02 We have the technology
I’m on a train. But, in a reversal of apparently normal social behaviour, I’m not yelling about it down a mobile phone.
Instead, as we meander through the Suffolk countryside this morning – all verdant meadows and sun-dappled streams – I’m listening to an on-board announcement.
It is completely unintelligible. Crackle. White noise. Crackle. Perhaps the announcement is intended to enhance our Health and Safety. Perhaps it wishes to advise us of an unexpected stop, alight here for the Fields of Elysium. Perhaps the hot and cold buffet snacks, for this day only, have been bussed in by Gordon Ramsay.
Regardless of the message intended, the fractured intercom expresses pretty well what’s wrong with most of our attempts to communicate meaningfully with other people.
Oh, wait a minute. That’s a bit of an exaggeration, isn’t it?
You think so? Well, picture the guard (sorry, let me capitalise that) Train Manager tapping the intercom. He knows it’s bust, but he proceeds anyway. Does he care if he’s getting his message across? He has a whole other set of Key Performance Indicators to honour.

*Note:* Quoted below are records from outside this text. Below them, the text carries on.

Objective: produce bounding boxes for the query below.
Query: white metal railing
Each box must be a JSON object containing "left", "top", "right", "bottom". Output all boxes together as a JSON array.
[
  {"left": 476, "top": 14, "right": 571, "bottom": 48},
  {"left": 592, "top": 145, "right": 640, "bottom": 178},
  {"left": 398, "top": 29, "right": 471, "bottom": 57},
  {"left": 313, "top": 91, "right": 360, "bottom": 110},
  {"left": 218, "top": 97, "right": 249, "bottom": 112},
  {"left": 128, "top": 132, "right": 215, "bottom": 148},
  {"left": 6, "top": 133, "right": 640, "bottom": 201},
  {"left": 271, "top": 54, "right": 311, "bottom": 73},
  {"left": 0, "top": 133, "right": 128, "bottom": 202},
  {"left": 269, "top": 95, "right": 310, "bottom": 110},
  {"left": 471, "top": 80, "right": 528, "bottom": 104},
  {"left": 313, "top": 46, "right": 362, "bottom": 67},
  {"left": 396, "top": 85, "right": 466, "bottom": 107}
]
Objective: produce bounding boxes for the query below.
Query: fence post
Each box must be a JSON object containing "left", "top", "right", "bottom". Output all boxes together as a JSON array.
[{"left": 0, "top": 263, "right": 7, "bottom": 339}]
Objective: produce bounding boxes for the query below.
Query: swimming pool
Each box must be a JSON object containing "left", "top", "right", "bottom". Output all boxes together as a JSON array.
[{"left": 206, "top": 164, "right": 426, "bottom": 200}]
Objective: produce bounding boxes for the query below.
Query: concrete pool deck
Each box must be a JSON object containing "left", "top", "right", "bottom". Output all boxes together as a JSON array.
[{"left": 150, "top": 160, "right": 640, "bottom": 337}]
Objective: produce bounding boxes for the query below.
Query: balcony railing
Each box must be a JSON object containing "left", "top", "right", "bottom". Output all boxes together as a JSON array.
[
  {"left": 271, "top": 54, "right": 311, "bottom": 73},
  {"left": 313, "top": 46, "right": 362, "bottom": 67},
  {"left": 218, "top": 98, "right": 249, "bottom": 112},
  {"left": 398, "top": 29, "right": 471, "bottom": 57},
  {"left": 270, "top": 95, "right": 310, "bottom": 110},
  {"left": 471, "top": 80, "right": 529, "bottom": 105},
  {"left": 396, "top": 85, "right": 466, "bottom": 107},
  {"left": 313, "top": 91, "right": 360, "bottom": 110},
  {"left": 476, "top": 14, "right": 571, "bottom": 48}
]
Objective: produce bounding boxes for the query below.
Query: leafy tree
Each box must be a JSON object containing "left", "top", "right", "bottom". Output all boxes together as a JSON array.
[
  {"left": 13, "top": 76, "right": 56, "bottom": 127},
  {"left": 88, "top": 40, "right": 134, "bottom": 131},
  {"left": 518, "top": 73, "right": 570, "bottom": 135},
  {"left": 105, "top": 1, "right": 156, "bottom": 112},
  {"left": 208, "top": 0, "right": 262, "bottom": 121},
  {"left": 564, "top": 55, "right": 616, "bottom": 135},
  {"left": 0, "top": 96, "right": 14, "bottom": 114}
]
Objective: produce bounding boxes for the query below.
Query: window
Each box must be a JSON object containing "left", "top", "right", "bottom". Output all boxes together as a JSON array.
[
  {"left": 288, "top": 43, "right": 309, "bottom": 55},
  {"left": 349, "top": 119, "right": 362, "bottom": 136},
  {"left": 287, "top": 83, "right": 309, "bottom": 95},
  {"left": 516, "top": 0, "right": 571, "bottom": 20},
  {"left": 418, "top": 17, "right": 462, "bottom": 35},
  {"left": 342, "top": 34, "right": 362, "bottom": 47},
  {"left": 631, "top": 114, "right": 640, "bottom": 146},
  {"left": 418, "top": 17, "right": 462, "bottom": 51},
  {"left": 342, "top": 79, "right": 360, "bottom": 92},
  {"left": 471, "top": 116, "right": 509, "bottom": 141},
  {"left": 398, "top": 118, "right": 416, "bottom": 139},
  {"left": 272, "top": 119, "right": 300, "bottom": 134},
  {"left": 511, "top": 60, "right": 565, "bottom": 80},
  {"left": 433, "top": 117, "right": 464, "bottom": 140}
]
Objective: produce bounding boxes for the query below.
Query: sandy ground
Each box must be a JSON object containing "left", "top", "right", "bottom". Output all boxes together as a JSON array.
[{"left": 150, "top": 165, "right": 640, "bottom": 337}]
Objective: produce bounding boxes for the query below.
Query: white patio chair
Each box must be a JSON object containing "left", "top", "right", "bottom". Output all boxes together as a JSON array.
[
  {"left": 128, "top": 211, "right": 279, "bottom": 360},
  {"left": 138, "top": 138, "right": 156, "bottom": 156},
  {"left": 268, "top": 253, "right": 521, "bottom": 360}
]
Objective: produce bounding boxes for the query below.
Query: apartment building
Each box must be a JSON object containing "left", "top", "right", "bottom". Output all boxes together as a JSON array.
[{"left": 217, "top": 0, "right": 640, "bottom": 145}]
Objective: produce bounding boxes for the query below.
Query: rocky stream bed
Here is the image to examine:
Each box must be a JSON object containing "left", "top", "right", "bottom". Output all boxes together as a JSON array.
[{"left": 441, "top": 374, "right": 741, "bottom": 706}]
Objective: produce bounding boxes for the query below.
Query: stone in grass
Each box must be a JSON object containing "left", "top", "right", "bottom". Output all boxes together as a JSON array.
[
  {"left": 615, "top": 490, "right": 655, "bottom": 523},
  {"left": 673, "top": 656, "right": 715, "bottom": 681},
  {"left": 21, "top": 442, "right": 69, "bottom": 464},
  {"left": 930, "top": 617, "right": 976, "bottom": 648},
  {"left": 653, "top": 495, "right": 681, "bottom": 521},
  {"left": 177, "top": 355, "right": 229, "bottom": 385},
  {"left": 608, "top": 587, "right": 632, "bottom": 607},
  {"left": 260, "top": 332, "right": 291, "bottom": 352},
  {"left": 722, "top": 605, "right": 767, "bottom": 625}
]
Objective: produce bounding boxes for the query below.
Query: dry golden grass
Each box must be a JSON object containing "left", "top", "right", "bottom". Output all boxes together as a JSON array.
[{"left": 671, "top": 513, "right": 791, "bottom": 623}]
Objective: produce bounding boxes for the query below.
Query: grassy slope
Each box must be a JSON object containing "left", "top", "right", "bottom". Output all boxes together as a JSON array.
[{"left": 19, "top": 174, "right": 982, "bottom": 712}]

And how this relates to business is…?
Well, ask yourself: how often do we assess how well we’re communicating? Take your average meeting. Full of people yammering away, loving the sound of their own voices, others drifting in and out of consciousness. And, like our friend on the train, very few bothering to check if they’re actually making sense to anyone else.
A client asked me the other day for a single sentence on why communication fails. Simple. It fails when you fail to monitor the degree to which your listeners are or aren’t getting what you say.
Or, in this case, when you’re on the 08.00 to Ipswich.